I have a couple DFs of varying length and row number. Such as this:
df =
c1 c2 c3 c4
r1 8 4 5 2
r2 2 5 9 2
I need to loop through each column and return the row with the highest value and add that as a key to a dictionary with the column name as the value. So for c1 I would get r1 as key and c1 as value and for c2 I would get r2 as key and c2 as value. Then for c3 I would get r2 as key and now [c2,c3] as key.
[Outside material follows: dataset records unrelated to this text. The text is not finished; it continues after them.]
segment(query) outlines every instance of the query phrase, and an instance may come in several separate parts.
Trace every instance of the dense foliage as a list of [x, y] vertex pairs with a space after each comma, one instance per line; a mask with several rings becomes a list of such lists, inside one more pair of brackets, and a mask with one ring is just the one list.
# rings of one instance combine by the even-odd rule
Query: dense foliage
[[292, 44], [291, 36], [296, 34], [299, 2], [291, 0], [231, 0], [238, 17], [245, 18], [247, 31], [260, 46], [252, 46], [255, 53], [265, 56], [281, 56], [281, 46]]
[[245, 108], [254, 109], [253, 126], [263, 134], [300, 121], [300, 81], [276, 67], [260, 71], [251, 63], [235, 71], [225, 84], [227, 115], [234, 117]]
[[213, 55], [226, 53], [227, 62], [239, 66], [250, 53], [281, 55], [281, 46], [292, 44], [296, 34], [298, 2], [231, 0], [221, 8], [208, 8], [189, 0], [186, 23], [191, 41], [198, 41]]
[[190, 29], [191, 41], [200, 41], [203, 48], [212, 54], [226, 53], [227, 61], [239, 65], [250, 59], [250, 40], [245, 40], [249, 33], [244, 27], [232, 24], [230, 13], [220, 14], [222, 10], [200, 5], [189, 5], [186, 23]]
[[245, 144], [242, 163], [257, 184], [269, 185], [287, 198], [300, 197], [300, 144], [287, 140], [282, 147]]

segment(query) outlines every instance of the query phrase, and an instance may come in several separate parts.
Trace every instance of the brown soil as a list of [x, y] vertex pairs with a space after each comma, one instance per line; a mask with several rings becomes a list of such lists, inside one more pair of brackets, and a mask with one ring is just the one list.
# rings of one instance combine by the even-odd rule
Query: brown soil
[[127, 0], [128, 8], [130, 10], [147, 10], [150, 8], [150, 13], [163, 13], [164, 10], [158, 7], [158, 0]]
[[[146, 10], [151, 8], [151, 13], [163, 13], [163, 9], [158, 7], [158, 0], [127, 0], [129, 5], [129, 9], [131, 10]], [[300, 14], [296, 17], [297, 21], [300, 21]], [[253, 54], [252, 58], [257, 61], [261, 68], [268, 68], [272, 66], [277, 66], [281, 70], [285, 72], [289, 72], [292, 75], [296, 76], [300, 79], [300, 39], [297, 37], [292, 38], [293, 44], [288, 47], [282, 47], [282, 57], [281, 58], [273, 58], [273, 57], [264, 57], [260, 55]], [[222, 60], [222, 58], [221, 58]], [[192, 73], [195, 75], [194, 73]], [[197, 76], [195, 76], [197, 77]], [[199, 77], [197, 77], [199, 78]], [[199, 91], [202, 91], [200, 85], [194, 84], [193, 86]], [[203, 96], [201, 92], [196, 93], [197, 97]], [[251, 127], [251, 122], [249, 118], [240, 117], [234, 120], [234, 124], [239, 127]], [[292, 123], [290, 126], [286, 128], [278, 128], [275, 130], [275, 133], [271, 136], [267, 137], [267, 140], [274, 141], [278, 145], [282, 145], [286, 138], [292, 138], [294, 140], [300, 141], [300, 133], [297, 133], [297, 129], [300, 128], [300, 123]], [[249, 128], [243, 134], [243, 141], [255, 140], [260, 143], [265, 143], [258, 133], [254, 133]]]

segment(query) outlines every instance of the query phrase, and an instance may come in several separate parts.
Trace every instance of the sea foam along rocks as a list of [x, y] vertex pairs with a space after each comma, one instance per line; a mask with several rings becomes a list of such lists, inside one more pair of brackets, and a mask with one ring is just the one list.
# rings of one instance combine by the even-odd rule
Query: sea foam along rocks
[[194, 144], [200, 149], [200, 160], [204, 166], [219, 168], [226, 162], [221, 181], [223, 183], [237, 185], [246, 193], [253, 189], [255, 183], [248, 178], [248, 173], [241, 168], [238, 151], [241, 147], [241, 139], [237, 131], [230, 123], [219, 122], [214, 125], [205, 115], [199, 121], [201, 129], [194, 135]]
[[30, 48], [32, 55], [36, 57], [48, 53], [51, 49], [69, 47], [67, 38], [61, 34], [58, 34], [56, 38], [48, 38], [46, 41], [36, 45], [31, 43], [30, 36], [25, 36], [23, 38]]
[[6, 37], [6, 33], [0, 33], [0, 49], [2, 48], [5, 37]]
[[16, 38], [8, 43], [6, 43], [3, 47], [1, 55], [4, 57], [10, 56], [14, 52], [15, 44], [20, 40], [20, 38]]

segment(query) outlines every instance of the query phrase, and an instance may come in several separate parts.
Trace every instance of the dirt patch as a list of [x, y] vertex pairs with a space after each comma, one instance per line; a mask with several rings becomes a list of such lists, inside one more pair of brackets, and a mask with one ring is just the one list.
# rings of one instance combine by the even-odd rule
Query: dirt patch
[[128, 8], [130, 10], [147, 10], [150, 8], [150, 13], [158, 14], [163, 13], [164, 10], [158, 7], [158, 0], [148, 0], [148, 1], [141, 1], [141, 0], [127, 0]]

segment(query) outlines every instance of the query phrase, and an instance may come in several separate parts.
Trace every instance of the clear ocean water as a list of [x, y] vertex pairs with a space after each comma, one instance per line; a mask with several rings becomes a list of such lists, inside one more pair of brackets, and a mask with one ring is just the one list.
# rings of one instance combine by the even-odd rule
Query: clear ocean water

Furthermore, for c4 I need all keys to get c4 added to their list as values.
The dataframe I'm working on has many more columns and many more rows.
The final dictionary should look like this:
dict = {"r1": ["c1","c4"], "r2": ["c2","c3","c4"]}
This seemed at first not that hard, but I am quite stuck.
The most difficult problem I have is to keep the lists/values separate from each key.
Any help would be greatly appreciated!
CodePudding user response:
IIUC, you could compare each value with the max
per column, then keep only the max values and reshape to dictionary:
s = df.eq(df.max()).stack()
s[s].reset_index(level=1).groupby(level=0)['level_1'].agg(list).to_dict()
output: {'r1': ['c1', 'c4'], 'r2': ['c2', 'c3', 'c4']}
Alternative approach taking advantage of the fact that groupby
on an Index returns a dict:
s = df.eq(df.max()).stack()
s = s[s].reset_index(level=0)['level_0']
out = s.index.groupby(s)
# {'r1': ['c1', 'c4'], 'r2': ['c2', 'c3', 'c4']}
CodePudding user response:
Let us try with rank
d = df.rank(ascending=False,method = 'dense').apply(lambda x: x.index[x==1].tolist(),axis=1).to_dict()
Out[52]: {'r1': ['c1', 'c4'], 'r2': ['c2', 'c3', 'c4']}